In Edmunds road tests of the time, our editors found this X5's handsome cabin very accommodating, with comfortable seating for the first two rows. Materials and build quality were top-notch, and the iDrive system by this time had become one of the better multifunction electronics interfaces available. The heavy steering at low speeds and a smallish, kids-only third-row seat are the only sour notes.

Aside from powertrain changes, the second-generation X5 didn't change much over its lifespan. BMW updated the iDrive interface and navigation system graphics in 2010. A mild styling refresh and larger central display screen were among the upgrades for 2011. For 2013, an M Performance package debuted; in addition to cosmetic upgrades, it added 15 hp to the xDrive35i and 40 hp to the xDrive50i.

The original, first-generation BMW X5 was produced from 2000 to '06. It was initially offered with one engine only: a 4.4-liter V8. A 3.0-liter inline-six debuted the following year. Though the six-cylinder offered superior fuel economy and adequate overall performance, it was often criticized for its lack of off-the-line grunt. The 4.4i reached 60 mph in less than 8 seconds. One note to buyers looking at a first-year BMW X5: All X5 models manufactured after June 2000 (starting with the '01 model year) benefited from important structural changes that improved occupant protection in frontal crashes.

In reviews, we typically praised the first-generation BMW X5 for its carlike ride and handling, its wide range of engine choices, and its top safety scores and equipment. Oft-noted downsides included its lack of off-road ability and small cargo area.

In 2002, the high-performance BMW X5 4.6is debuted, boasting a 4.6-liter V8 making 340 hp and 350 lb-ft of torque.

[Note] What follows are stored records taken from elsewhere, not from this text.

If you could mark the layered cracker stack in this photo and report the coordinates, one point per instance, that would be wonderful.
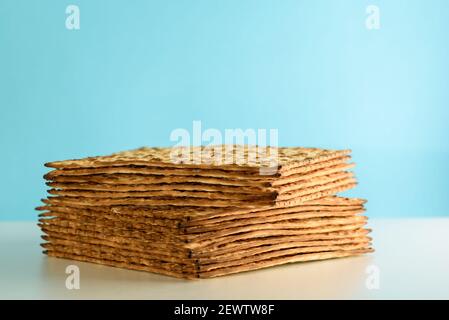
(148, 210)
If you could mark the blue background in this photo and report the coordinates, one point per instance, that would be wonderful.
(136, 70)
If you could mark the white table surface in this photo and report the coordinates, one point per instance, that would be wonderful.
(412, 256)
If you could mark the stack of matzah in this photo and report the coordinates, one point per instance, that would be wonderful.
(143, 210)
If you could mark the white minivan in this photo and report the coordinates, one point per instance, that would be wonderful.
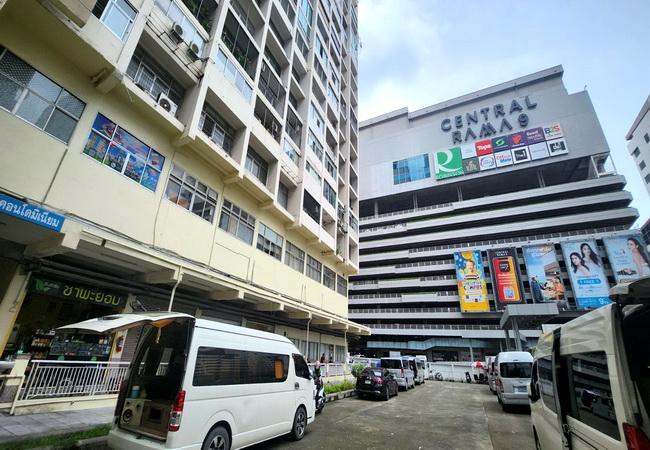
(590, 386)
(199, 384)
(512, 378)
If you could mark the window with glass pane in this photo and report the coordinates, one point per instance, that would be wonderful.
(314, 268)
(294, 257)
(411, 169)
(115, 147)
(237, 222)
(32, 96)
(189, 193)
(256, 165)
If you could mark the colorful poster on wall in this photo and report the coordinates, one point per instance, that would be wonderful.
(628, 257)
(585, 267)
(472, 288)
(545, 275)
(505, 276)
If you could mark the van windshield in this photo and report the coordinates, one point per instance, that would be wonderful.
(515, 370)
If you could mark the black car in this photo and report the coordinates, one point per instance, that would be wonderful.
(376, 381)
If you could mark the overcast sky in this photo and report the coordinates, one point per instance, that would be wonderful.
(419, 52)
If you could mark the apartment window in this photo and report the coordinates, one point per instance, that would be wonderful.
(269, 242)
(294, 257)
(152, 78)
(311, 207)
(329, 193)
(121, 151)
(329, 278)
(411, 169)
(189, 193)
(30, 95)
(237, 222)
(256, 165)
(314, 269)
(283, 196)
(117, 15)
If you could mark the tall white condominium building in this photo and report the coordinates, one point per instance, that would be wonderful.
(490, 185)
(639, 143)
(199, 151)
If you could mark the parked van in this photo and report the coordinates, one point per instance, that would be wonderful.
(513, 377)
(401, 371)
(199, 384)
(590, 385)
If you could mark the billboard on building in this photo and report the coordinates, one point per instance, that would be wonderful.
(585, 267)
(628, 257)
(505, 276)
(472, 288)
(544, 275)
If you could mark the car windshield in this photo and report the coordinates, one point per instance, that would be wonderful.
(514, 370)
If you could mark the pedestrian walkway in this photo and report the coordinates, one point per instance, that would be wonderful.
(15, 428)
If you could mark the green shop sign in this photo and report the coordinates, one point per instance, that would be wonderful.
(83, 294)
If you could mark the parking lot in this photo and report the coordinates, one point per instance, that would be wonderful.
(438, 415)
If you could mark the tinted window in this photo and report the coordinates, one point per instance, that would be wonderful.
(221, 366)
(590, 392)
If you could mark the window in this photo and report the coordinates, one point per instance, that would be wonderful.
(269, 242)
(311, 207)
(329, 193)
(256, 165)
(237, 222)
(329, 278)
(117, 15)
(189, 193)
(591, 400)
(121, 151)
(283, 196)
(411, 169)
(224, 366)
(314, 268)
(32, 96)
(294, 257)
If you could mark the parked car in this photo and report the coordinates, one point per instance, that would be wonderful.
(400, 370)
(378, 382)
(513, 377)
(590, 383)
(201, 384)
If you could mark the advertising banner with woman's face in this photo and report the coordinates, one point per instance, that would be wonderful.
(585, 267)
(472, 288)
(628, 257)
(544, 275)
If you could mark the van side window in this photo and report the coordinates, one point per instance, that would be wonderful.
(545, 372)
(302, 369)
(591, 392)
(224, 366)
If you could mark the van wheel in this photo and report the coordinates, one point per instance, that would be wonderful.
(217, 439)
(299, 424)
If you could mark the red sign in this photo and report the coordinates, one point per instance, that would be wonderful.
(484, 147)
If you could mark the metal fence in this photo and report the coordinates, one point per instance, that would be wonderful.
(52, 379)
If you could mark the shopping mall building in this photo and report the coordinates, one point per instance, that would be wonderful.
(198, 155)
(481, 203)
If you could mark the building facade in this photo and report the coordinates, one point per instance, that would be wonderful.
(639, 143)
(193, 155)
(468, 206)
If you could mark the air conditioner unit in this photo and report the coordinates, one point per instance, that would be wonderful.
(177, 32)
(166, 104)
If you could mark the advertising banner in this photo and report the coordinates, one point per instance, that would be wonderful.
(505, 276)
(585, 269)
(472, 288)
(628, 257)
(544, 275)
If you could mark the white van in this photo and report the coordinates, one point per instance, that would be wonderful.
(198, 384)
(590, 386)
(513, 377)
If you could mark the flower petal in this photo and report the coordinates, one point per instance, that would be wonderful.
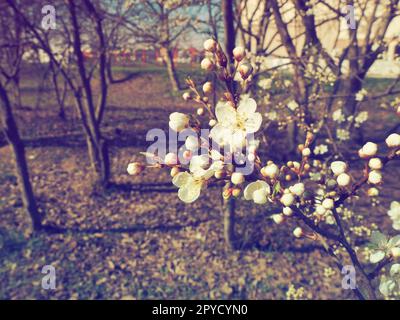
(190, 192)
(253, 122)
(181, 179)
(225, 114)
(247, 106)
(376, 256)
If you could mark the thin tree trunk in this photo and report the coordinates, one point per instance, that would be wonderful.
(229, 29)
(11, 133)
(228, 208)
(169, 61)
(99, 159)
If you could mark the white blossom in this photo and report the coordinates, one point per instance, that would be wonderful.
(234, 125)
(394, 214)
(257, 191)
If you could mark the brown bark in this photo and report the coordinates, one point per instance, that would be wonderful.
(97, 146)
(228, 210)
(10, 131)
(229, 29)
(169, 61)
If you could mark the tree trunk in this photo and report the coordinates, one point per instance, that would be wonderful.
(11, 133)
(229, 222)
(99, 160)
(169, 61)
(229, 29)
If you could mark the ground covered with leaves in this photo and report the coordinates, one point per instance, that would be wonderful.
(138, 241)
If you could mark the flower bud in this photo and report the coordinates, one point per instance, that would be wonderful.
(375, 177)
(306, 152)
(297, 189)
(260, 196)
(207, 87)
(237, 178)
(393, 141)
(187, 155)
(320, 209)
(298, 232)
(239, 53)
(178, 121)
(219, 174)
(210, 45)
(343, 180)
(287, 199)
(207, 64)
(331, 184)
(278, 218)
(236, 192)
(338, 167)
(287, 211)
(192, 143)
(375, 164)
(328, 203)
(271, 171)
(395, 252)
(361, 154)
(370, 149)
(245, 70)
(373, 192)
(171, 159)
(186, 96)
(226, 194)
(174, 171)
(135, 168)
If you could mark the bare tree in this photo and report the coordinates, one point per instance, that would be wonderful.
(75, 37)
(11, 51)
(160, 24)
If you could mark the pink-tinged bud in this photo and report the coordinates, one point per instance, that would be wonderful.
(210, 45)
(227, 193)
(245, 70)
(186, 96)
(393, 141)
(239, 53)
(375, 164)
(237, 178)
(278, 218)
(343, 180)
(219, 174)
(287, 211)
(298, 232)
(370, 149)
(287, 199)
(171, 159)
(373, 192)
(135, 168)
(306, 152)
(236, 192)
(200, 111)
(207, 87)
(395, 252)
(174, 171)
(361, 154)
(251, 157)
(375, 177)
(338, 167)
(207, 64)
(187, 155)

The midlevel X5 4.4i saw an 8-hp increase to 290 for the year. Towing aficionados welcomed a new version of the stability control system that aided trailer towing. In 2004, the X5's new front fascia received BMW's signature corona ringed headlamps, optional adaptive headlights and new foglamps. The year also marked the introduction of BMW's new all-wheel-drive system, xDrive. Compared to the previous setup, xDrive was far more capable, with its ability to transfer 100 percent of the engine's torque to one individual wheel. (The old system could only distribute torque front to rear.) Also noteworthy for 2004 was the replacement of the high-performance X5 4.6is with the 355-hp 4.8is model. BMW also installed the V8 engine from the 2002 7 Series sedan in the midlevel X5 4.4i, which raised output by 25 horses to 315 hp.